Federalism Dimension

  • Asymmetric linguistic federalism: India’s linguistic States are approximations, not homogenous units.
  • Migration has blurred linguistic borders, increasing multilingual coexistence.
  • Language policy must reflect cooperative federalism, not competitive cultural politics.
  • Opposition from other States reflects extra-territorial anxieties, not constitutional violation.

Social Dimension

  • Linguistic pluralism is a core feature of Indian society.
  • Risk of identity-based mobilisation if language debates turn adversarial.
  • Protection of majority language need not imply marginalisation of minorities if safeguards are credible and implemented in good faith.

Governance & Administrative Dimension 

  • Official language laws aim to:
    • Improve administrative accessibility.
    • Strengthen cultural confidence of States.
  • However, poor communication and politicisation can:
    • Undermine inter-State trust.
    • Trigger unnecessary Centre–State frictions.

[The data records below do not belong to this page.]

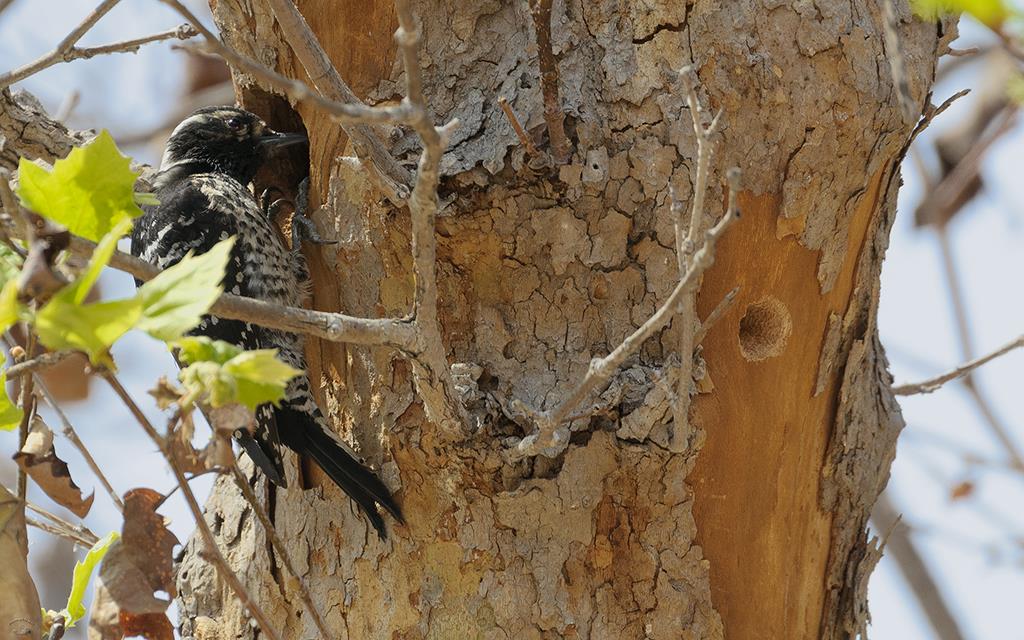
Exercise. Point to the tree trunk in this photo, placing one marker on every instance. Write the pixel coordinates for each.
(748, 523)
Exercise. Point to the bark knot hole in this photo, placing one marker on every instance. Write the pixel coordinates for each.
(764, 330)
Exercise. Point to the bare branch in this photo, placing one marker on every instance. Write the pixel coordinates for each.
(69, 432)
(724, 305)
(326, 78)
(685, 246)
(44, 360)
(210, 543)
(79, 530)
(398, 334)
(58, 531)
(280, 548)
(932, 384)
(900, 546)
(552, 437)
(67, 51)
(27, 400)
(553, 115)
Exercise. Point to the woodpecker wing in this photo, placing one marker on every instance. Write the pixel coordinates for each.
(186, 220)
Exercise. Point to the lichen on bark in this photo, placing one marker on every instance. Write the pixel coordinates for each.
(541, 271)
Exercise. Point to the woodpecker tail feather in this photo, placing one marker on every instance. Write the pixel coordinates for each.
(306, 435)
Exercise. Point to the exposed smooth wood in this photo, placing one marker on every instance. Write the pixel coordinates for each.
(757, 479)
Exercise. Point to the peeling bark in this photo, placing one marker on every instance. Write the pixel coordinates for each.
(757, 527)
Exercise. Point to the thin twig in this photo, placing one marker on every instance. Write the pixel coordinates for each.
(397, 333)
(551, 437)
(553, 115)
(348, 113)
(932, 384)
(80, 529)
(43, 360)
(724, 305)
(901, 548)
(281, 549)
(346, 109)
(67, 51)
(58, 531)
(209, 541)
(69, 432)
(999, 430)
(28, 402)
(686, 237)
(517, 127)
(948, 193)
(430, 368)
(326, 78)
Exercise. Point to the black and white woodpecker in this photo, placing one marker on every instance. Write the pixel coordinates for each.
(204, 192)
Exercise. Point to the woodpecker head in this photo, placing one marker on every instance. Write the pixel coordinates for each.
(224, 139)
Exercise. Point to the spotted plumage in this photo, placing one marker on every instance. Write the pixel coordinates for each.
(203, 188)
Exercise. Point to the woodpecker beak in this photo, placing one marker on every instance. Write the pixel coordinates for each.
(271, 140)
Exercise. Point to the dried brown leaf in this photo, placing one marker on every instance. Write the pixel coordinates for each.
(151, 626)
(104, 617)
(39, 460)
(140, 563)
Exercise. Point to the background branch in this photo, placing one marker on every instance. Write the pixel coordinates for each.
(69, 432)
(208, 540)
(66, 51)
(325, 77)
(932, 384)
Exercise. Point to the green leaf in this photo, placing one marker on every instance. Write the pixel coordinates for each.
(100, 258)
(90, 192)
(175, 300)
(223, 374)
(10, 264)
(259, 377)
(988, 12)
(83, 573)
(66, 323)
(9, 306)
(10, 414)
(198, 348)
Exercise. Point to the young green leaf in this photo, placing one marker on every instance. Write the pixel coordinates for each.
(198, 348)
(10, 414)
(8, 305)
(224, 374)
(66, 323)
(89, 192)
(83, 573)
(175, 300)
(90, 328)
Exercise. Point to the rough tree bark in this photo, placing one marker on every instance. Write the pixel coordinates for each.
(749, 524)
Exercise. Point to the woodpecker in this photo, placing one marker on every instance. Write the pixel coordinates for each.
(205, 197)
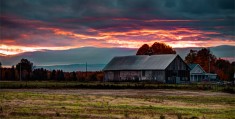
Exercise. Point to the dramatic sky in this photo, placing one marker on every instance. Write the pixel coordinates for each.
(32, 25)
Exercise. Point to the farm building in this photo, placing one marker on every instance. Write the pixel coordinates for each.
(197, 74)
(168, 68)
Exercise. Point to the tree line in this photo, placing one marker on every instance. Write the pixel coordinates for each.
(25, 71)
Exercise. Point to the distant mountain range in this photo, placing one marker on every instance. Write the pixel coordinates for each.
(74, 67)
(95, 57)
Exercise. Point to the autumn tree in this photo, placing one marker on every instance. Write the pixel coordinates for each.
(155, 49)
(203, 57)
(191, 57)
(223, 68)
(143, 50)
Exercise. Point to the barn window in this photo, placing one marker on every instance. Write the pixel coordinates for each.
(143, 73)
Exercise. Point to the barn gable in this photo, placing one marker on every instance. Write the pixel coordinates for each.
(196, 69)
(167, 68)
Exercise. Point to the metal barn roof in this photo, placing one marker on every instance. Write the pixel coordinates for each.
(140, 62)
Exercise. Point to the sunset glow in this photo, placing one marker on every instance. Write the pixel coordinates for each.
(109, 25)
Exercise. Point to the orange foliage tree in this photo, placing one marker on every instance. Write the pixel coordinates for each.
(156, 48)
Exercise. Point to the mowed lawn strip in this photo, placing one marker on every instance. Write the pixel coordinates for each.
(26, 104)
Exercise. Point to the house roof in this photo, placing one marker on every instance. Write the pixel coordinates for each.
(140, 62)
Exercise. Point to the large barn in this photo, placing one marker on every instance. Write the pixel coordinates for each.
(168, 68)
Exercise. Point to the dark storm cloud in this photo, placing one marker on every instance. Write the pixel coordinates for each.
(90, 17)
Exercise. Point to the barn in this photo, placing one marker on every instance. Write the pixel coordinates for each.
(167, 68)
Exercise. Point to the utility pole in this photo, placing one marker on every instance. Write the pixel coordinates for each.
(209, 64)
(86, 69)
(20, 71)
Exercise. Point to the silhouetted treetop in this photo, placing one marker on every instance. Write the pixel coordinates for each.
(155, 49)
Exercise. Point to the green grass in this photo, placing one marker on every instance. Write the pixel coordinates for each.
(45, 105)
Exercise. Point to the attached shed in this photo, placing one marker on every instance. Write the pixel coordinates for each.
(198, 74)
(168, 68)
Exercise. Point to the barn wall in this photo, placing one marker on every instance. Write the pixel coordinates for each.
(177, 71)
(130, 75)
(159, 76)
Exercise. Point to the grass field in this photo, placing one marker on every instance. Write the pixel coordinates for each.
(131, 103)
(112, 85)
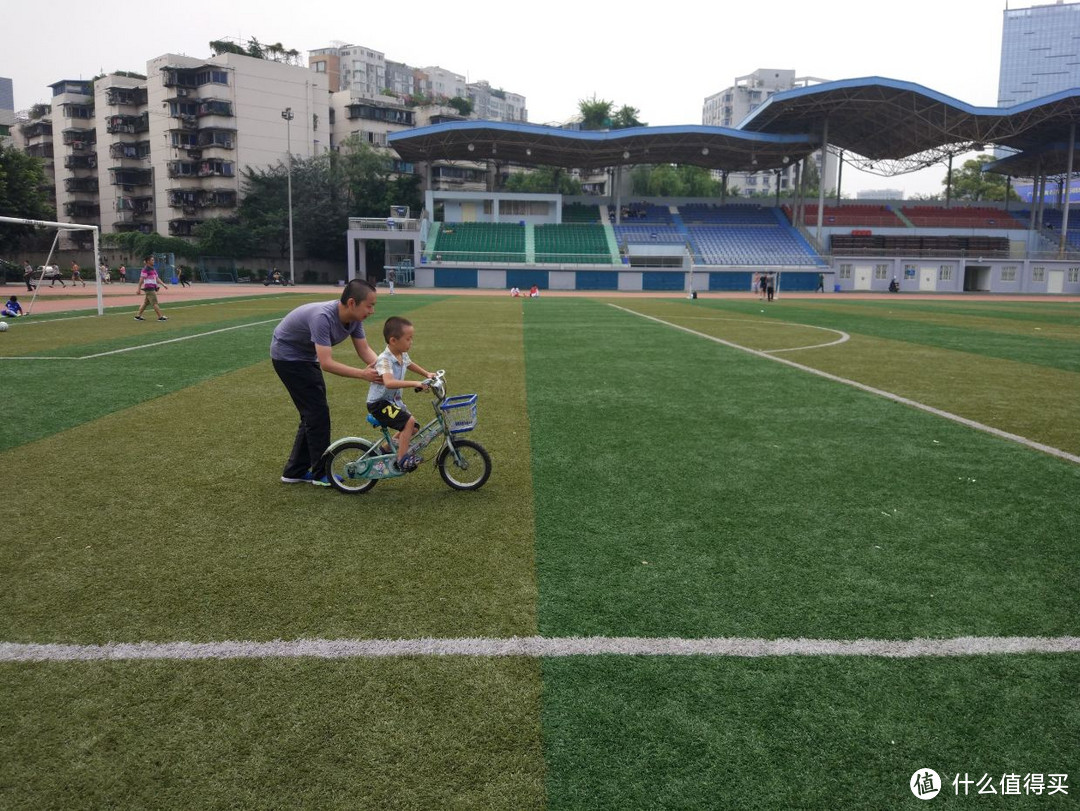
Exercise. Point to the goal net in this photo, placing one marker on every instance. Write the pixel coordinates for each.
(43, 272)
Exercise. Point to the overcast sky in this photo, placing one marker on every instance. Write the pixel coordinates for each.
(662, 62)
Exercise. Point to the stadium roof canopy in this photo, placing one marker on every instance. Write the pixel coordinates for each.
(535, 145)
(883, 125)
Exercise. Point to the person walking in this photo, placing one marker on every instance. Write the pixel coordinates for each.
(300, 351)
(148, 284)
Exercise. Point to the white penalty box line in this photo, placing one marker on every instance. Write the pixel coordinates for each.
(139, 347)
(869, 389)
(539, 647)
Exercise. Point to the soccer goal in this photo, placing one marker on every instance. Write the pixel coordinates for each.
(44, 269)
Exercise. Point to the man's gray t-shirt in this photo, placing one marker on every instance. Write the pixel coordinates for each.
(296, 336)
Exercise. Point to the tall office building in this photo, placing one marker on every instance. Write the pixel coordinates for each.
(1040, 52)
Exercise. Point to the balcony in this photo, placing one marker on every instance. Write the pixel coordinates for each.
(81, 185)
(130, 124)
(125, 96)
(131, 177)
(183, 227)
(137, 151)
(215, 107)
(81, 161)
(80, 210)
(79, 137)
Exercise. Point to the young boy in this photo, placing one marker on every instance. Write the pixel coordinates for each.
(385, 399)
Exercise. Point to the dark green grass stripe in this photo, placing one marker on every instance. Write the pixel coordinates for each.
(1065, 313)
(288, 734)
(1051, 352)
(826, 733)
(54, 395)
(689, 489)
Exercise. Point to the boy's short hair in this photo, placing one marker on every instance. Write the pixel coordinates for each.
(394, 327)
(358, 289)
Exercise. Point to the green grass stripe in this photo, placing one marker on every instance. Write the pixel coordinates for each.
(822, 733)
(172, 523)
(1031, 401)
(685, 488)
(1006, 340)
(300, 733)
(56, 395)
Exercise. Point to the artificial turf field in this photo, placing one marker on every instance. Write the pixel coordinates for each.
(648, 483)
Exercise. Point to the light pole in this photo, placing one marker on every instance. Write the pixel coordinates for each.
(287, 115)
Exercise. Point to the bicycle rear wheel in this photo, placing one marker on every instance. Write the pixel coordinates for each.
(339, 467)
(471, 472)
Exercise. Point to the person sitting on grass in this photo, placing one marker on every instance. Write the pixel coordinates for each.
(12, 309)
(385, 397)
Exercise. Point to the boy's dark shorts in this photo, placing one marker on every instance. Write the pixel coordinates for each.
(389, 414)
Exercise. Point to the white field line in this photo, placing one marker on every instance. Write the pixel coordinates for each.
(142, 346)
(540, 647)
(844, 336)
(879, 392)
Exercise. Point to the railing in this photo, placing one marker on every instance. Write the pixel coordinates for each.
(386, 224)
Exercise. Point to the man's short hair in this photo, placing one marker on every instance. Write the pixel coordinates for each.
(394, 327)
(358, 289)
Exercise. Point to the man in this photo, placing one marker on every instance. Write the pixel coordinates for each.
(301, 351)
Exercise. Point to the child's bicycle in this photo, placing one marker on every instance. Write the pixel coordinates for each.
(355, 464)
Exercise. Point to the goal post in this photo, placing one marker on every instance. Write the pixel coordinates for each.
(68, 227)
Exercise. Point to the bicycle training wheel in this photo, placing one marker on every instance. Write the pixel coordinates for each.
(473, 470)
(339, 470)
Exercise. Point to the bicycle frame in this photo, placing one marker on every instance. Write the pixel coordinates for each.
(376, 464)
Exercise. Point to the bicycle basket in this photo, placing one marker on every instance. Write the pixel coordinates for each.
(460, 413)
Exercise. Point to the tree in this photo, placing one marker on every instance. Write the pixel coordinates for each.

National Integration & Nation-Building

  • Language is both a cultural resource and a potential fault line.
  • Editorial stresses that the challenge is to:
    • Give every language its rightful place in administration and public sphere.
    • Avoid hostilities between communities.
  • Nation-building requires dialogue, not dominance.

Institutional Mechanisms Highlighted

  • Inter-State Council
    • Intended forum for resolving Centre–State and inter-State disputes.
    • Currently dormant and underutilised.
    • Editorial calls for strengthening its authority and role in language-related disputes.

Criticisms

  • Misinterpretation risk: Language laws easily politicised beyond text.
  • Centres inconsistency: Claims to promote all Indian languages but delays State legislation.
  • Dormant federal forums: Lack of structured dialogue escalates disputes to political arenas.
  • Hindi-centrism anxiety: Fear of “one-language cultural agenda” persists among non-Hindi States.

Way Forward 

  • Good-faith dialogue among linguistic groups at State and national levels.
  • Revitalise the Inter-State Council as a neutral mediator.
  • Transparent communication by States on minority safeguards in language laws.
  • Reinforce constitutional offices like Special Officer for Linguistic Minorities.
  • National language policy must be plural, not hierarchical, aligning with cultural federalism.

Prelims Pointers

  • States derive power to adopt official language from Article 345.
  • Linguistic minority protections are constitutionally guaranteed (Arts. 347, 350A, 350B).
  • Supreme Court has held that State Bills cannot be kept pending indefinitely by the Centre.
  • Inter-State Council is under Article 263.